Confident Decoding

An inference-time logits-layer selection method for autoregressive language models. Instead of always using the logits from the final transformer layer, Confident Decoding searches among a set of near-final candidate layers and selects the one where the model's prediction is most confident (lowest entropy). The default trough strategy scans prediction entropy from the back to the front and selects the first entropy valley closest to the final layer.

This repository provides a fork of vLLM (v0.19.1) with Confident Decoding integrated, plus a benchmark evaluation harness.

Quick Start

Serving a model with Confident Decoding

# Install vLLM v0.19.1, then overlay our modified source files
pip install vllm==0.19.1
VLLM_PKG=$(python -c "import vllm, os; print(os.path.dirname(vllm.__file__))")
cp -r confident-vllm/* "$VLLM_PKG"/

# Run with trough decoding enabled
vllm serve Qwen/Qwen3.5-9B \
  --port 8000 \
  --tensor-parallel-size 1 \
  --max-model-len 32768 \
  --additional-config '{
    "enable_multi_layer_entropy_selection": true,
    "select_method": "trough",
    "p": 1.0,
    "trough_max_backtrack_layers": 10
  }'

Configuration options

Parameter	Type	Default	Description
`enable_multi_layer_entropy_selection`	bool	`false`	Enable Confident Decoding
`select_method`	str	`"trough"`	Layer selection strategy (see below)
`p`	float	`1.0`	Probability of using selected-layer logits
`trough_max_backtrack_layers`	int	`0`	Max layers to backtrack from the final layer
`trough_backtrack_ratio`	float	`0.0`	Backtrack window as fraction of total layers
`trough_log_interval`	int	`0`	Log interval for selection statistics (0 = off)

Selection strategies

Method	Description
`trough`	Default. First entropy valley from the final layer backward.
`trough-m1` / `trough-m2`	Shift `trough` selection 1–2 layers shallower.
`trough-p1` / `trough-p2`	Shift `trough` selection 1–2 layers deeper.
`last-m1` / `last-m2` / `last-m4` / `last-m8`	Fixed offset from the final layer (no entropy computation).

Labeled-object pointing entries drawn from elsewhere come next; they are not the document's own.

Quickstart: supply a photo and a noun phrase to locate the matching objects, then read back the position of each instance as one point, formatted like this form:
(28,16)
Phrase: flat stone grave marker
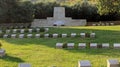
(93,45)
(30,30)
(70,45)
(64,35)
(102,24)
(82,35)
(59,45)
(2,52)
(84,63)
(46,35)
(93,24)
(82,45)
(5,36)
(92,35)
(22,30)
(37,35)
(112,24)
(29,35)
(107,24)
(14,30)
(37,29)
(46,29)
(13,35)
(73,34)
(116,45)
(55,35)
(7,31)
(112,63)
(24,65)
(21,35)
(105,45)
(98,24)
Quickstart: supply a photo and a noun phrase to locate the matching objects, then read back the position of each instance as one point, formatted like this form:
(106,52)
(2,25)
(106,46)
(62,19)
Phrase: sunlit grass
(42,52)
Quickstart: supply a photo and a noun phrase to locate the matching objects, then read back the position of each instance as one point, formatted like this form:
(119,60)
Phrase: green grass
(42,52)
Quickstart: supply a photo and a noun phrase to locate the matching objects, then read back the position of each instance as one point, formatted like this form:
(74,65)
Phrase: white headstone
(59,45)
(82,45)
(24,65)
(84,63)
(93,45)
(70,45)
(21,36)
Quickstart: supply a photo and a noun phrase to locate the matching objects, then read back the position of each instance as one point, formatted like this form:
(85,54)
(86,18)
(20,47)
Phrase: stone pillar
(112,63)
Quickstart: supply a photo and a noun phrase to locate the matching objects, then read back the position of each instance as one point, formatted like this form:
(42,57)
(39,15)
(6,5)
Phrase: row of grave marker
(55,35)
(103,24)
(82,63)
(84,45)
(25,30)
(110,63)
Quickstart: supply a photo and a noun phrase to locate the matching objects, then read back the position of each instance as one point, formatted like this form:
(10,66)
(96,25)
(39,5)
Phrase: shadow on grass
(11,59)
(102,36)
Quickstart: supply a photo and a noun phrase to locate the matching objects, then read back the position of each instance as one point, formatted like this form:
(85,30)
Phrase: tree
(6,7)
(108,6)
(12,11)
(109,9)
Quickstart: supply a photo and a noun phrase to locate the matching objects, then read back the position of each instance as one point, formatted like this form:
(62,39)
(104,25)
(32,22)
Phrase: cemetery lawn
(41,52)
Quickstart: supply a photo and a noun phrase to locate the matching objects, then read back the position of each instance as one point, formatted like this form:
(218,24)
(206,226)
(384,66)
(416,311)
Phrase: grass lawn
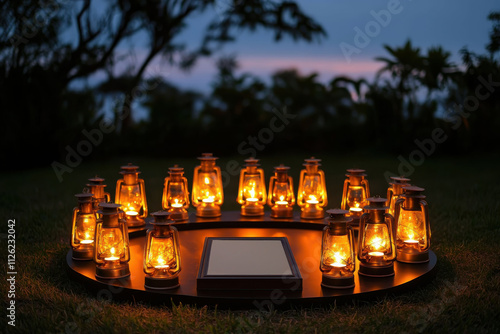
(463,195)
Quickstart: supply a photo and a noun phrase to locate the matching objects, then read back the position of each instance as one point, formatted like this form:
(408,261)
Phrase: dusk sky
(427,23)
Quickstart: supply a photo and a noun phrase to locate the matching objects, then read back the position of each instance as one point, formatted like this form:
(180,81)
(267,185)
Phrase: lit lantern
(131,194)
(311,196)
(175,194)
(112,251)
(376,249)
(96,186)
(162,261)
(281,197)
(395,191)
(252,190)
(356,191)
(207,194)
(83,230)
(337,251)
(413,229)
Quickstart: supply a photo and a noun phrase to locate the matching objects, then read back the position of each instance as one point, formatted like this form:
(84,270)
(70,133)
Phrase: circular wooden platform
(304,238)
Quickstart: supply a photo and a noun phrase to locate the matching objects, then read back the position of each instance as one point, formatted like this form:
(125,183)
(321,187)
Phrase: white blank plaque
(248,264)
(248,257)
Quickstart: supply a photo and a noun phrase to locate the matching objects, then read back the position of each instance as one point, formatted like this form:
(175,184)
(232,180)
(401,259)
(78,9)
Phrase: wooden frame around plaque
(248,264)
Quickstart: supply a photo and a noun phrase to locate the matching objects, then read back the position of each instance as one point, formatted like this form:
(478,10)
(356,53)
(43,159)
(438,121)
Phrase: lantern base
(134,221)
(314,213)
(210,211)
(412,256)
(281,212)
(178,215)
(161,283)
(376,271)
(252,210)
(337,282)
(83,254)
(112,271)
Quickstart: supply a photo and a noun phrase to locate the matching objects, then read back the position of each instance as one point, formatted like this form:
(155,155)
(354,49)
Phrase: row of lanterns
(390,229)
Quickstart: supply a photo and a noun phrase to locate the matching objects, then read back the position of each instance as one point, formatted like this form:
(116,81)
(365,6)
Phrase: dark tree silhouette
(47,47)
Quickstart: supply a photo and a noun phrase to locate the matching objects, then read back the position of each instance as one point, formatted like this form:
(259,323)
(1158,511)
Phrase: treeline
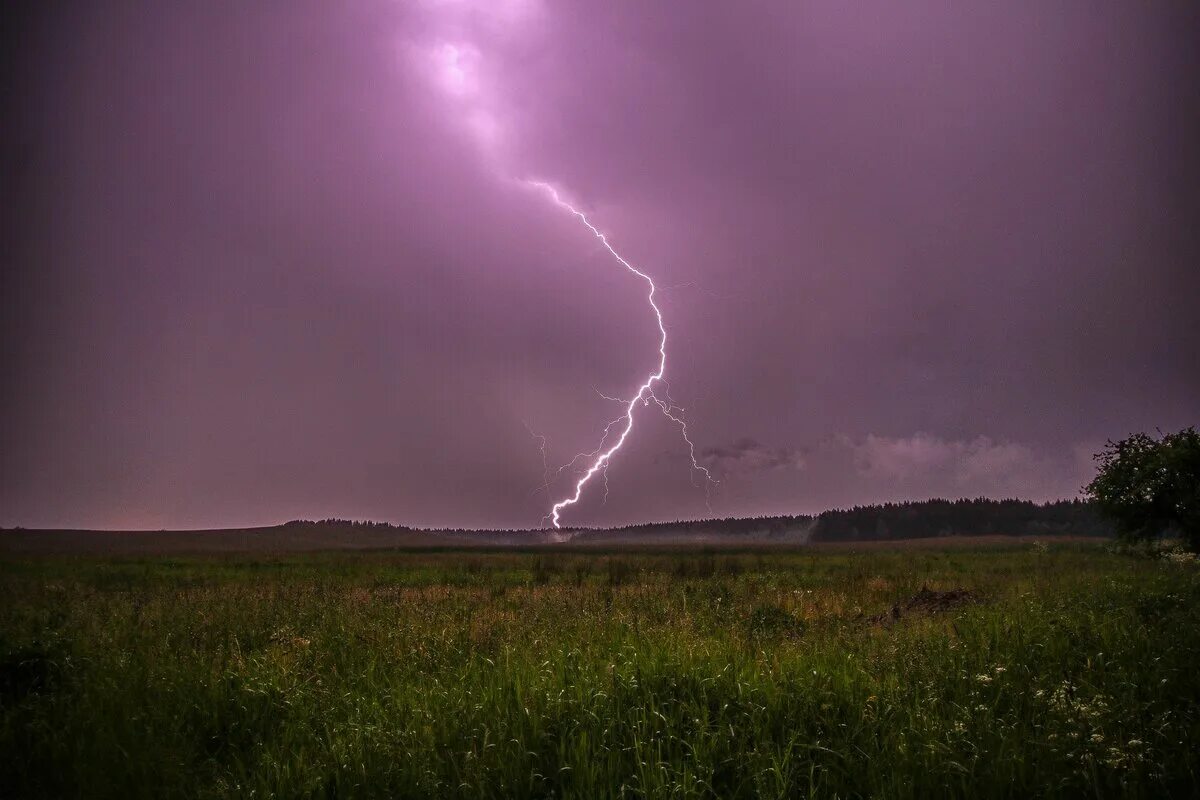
(977,517)
(912,519)
(889,521)
(345,523)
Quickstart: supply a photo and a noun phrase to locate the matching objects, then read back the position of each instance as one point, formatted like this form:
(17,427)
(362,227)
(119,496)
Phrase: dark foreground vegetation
(1029,671)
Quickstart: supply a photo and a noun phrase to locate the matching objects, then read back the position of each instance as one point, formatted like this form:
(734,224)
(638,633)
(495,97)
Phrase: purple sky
(268,260)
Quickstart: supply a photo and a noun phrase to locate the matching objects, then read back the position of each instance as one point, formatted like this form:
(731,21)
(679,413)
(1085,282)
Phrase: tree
(1151,487)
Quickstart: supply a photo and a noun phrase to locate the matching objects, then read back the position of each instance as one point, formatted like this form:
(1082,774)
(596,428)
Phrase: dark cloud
(270,260)
(749,456)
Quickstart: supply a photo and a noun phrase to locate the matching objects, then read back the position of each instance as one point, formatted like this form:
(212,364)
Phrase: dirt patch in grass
(927,601)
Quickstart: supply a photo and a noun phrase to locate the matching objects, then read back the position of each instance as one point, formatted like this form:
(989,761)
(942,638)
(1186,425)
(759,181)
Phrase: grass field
(1067,671)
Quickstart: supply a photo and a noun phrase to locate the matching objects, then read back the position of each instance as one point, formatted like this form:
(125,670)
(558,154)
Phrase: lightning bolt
(645,395)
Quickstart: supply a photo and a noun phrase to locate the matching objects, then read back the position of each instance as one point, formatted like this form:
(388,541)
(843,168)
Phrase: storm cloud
(275,260)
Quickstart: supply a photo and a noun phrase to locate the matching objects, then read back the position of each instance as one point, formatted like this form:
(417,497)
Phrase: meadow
(1047,669)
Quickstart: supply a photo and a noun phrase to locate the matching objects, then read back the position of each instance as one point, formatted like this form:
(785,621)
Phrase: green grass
(592,675)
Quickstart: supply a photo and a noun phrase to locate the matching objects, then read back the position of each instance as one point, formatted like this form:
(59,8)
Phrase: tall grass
(594,675)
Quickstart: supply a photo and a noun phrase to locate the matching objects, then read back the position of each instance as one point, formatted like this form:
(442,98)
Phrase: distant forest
(915,519)
(963,518)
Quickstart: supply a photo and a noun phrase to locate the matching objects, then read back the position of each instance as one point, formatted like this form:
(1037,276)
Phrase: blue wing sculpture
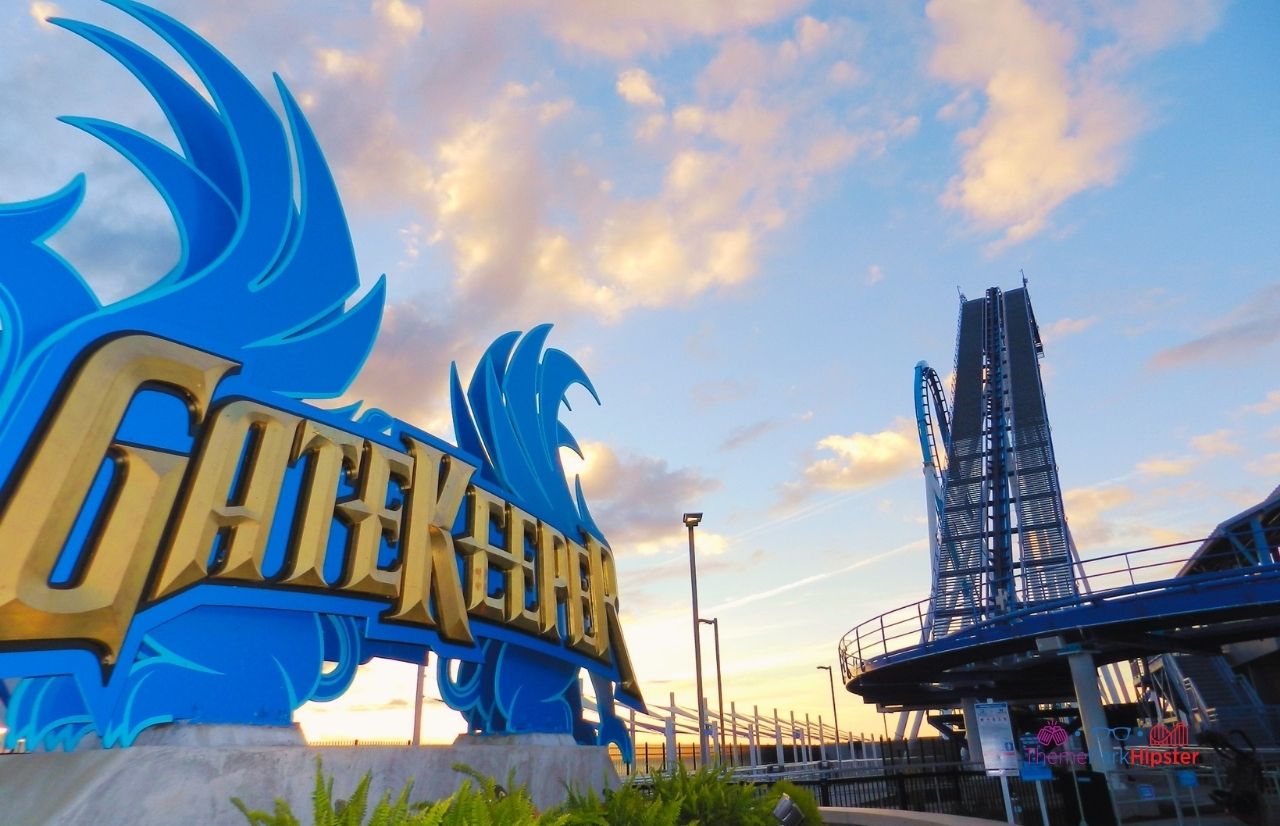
(268,281)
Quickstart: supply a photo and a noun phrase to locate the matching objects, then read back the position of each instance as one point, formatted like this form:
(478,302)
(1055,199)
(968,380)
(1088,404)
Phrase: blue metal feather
(33,275)
(197,126)
(205,218)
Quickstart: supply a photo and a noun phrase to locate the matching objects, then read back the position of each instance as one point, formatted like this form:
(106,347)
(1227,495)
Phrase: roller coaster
(1010,594)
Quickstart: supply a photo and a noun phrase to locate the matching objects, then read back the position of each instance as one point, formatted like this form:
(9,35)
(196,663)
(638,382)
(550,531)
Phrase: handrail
(878,637)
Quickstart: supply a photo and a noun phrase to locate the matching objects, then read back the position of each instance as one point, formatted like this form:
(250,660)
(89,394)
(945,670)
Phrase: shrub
(801,797)
(485,806)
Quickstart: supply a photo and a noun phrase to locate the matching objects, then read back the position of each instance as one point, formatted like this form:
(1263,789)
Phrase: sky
(749,219)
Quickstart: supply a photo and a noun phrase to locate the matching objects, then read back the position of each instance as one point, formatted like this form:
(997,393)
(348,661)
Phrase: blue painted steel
(272,284)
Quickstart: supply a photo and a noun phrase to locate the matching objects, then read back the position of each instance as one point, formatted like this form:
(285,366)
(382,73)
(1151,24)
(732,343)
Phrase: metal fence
(942,790)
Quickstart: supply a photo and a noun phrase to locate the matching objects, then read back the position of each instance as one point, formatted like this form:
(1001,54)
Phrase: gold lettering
(483,509)
(521,573)
(369,519)
(551,547)
(627,683)
(254,442)
(586,570)
(428,558)
(51,488)
(328,450)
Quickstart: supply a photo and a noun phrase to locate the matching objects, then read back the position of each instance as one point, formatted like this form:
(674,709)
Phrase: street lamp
(720,687)
(831,678)
(691,520)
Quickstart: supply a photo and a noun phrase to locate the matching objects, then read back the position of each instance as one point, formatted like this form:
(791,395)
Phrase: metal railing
(1106,578)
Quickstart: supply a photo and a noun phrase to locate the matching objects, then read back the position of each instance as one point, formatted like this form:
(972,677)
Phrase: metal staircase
(1207,694)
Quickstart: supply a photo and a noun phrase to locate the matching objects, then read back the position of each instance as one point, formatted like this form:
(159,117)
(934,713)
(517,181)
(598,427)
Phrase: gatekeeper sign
(184,537)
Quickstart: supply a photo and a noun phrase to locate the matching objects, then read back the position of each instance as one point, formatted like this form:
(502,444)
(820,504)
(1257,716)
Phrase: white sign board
(996,734)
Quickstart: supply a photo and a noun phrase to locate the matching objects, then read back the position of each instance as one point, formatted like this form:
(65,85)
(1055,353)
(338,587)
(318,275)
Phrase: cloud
(737,602)
(721,391)
(859,461)
(1217,443)
(1063,328)
(638,500)
(748,433)
(402,16)
(635,86)
(41,10)
(1166,466)
(1251,327)
(1267,406)
(1057,121)
(621,31)
(1086,509)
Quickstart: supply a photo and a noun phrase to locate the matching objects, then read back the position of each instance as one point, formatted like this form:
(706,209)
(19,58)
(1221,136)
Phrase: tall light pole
(691,521)
(720,687)
(835,712)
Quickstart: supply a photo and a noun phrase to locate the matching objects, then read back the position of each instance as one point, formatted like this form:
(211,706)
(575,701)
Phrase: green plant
(626,806)
(709,797)
(488,804)
(801,797)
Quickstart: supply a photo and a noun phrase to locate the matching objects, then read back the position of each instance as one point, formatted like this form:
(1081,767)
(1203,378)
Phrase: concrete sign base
(193,783)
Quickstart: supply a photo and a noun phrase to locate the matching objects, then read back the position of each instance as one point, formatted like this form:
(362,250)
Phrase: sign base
(160,785)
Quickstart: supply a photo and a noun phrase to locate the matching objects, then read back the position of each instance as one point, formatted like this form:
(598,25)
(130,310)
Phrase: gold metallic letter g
(48,492)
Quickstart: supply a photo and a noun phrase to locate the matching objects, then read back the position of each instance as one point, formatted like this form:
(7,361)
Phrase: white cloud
(638,500)
(1086,509)
(630,28)
(860,460)
(1267,406)
(635,86)
(402,16)
(1057,122)
(1216,443)
(1161,466)
(1063,328)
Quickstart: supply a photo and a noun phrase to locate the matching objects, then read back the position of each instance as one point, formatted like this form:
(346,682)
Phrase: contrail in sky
(800,583)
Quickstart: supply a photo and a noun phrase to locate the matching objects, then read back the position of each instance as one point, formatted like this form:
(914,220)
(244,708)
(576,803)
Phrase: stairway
(1217,699)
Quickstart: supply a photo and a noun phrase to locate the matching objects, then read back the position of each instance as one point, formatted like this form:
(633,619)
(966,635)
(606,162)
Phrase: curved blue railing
(896,634)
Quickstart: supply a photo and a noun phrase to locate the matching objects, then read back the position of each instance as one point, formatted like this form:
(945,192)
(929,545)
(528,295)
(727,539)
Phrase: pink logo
(1162,735)
(1052,734)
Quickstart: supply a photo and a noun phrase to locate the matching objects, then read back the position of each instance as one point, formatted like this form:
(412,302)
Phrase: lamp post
(691,520)
(417,701)
(720,687)
(835,713)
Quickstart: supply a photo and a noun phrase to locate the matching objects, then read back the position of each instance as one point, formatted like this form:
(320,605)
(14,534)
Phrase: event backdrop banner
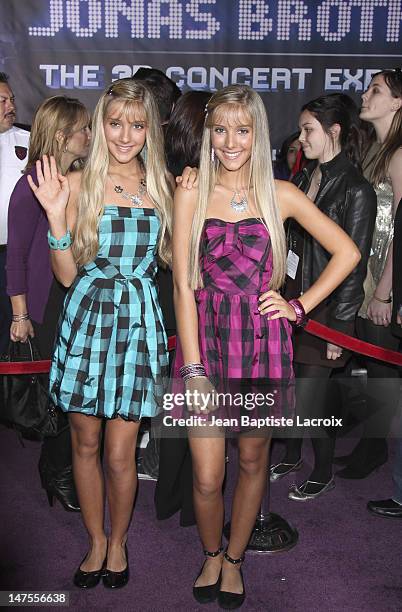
(288,50)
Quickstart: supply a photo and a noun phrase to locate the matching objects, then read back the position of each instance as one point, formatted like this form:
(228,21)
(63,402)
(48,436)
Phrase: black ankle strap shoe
(208,593)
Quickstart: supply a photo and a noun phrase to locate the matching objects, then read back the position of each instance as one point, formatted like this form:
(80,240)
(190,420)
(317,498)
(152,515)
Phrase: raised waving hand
(53,190)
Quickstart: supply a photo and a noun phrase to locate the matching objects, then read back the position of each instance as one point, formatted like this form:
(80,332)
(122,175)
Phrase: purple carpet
(346,559)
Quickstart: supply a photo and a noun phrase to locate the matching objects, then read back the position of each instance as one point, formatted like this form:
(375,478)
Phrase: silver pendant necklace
(135,198)
(238,202)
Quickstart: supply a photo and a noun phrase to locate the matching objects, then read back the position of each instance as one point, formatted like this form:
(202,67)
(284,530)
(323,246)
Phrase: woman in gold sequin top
(382,108)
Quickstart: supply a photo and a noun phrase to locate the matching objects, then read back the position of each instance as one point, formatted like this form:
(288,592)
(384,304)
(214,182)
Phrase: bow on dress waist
(250,240)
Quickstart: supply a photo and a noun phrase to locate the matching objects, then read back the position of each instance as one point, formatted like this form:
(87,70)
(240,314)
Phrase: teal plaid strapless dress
(110,355)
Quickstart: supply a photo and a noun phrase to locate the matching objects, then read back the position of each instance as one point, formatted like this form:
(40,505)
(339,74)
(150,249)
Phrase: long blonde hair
(55,114)
(261,179)
(135,98)
(393,140)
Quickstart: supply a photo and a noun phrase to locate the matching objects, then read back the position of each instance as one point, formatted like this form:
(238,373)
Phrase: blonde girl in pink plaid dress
(229,263)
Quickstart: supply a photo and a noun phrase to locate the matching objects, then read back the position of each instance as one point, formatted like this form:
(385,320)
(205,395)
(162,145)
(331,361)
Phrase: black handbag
(25,404)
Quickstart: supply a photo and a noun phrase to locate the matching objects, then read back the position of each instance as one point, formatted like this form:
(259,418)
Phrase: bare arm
(20,330)
(183,296)
(377,311)
(57,195)
(345,255)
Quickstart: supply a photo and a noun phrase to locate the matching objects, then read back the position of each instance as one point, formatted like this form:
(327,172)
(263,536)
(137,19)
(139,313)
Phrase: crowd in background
(346,159)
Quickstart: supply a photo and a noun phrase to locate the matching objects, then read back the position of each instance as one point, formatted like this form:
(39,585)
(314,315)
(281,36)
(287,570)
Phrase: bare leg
(250,487)
(88,477)
(208,455)
(121,478)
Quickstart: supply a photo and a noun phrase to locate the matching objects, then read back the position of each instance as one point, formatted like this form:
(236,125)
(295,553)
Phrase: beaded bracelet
(387,301)
(298,307)
(18,318)
(61,244)
(191,370)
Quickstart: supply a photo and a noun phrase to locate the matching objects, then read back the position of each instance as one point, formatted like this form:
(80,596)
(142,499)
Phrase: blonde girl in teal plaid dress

Regression test: verify standard decoding equivalence

# Run with p=0 to fall back to standard final-layer decoding
vllm serve Qwen/Qwen3.5-9B \
  --port 8000 \
  --additional-config '{
    "enable_multi_layer_entropy_selection": true,
    "select_method": "trough",
    "p": 0.0
  }'

Supported Models

The following model families are supported. For multimodal models, Confident Decoding is active when using the language-model entry point (*ForCausalLM) or specific multimodal wrappers (*ForConditionalGeneration) that dispatch through the language model.

Llama family: Llama, Llama4, Mistral, Mixtral

Qwen family: Qwen2, Qwen3, Qwen2 MoE, Qwen3 MoE, Qwen3 Next, Qwen3.5 (text & multimodal), Qwen2-VL, Qwen2.5-VL

Gemma family: Gemma2, Gemma3 (text & multimodal), Gemma4 (text & multimodal)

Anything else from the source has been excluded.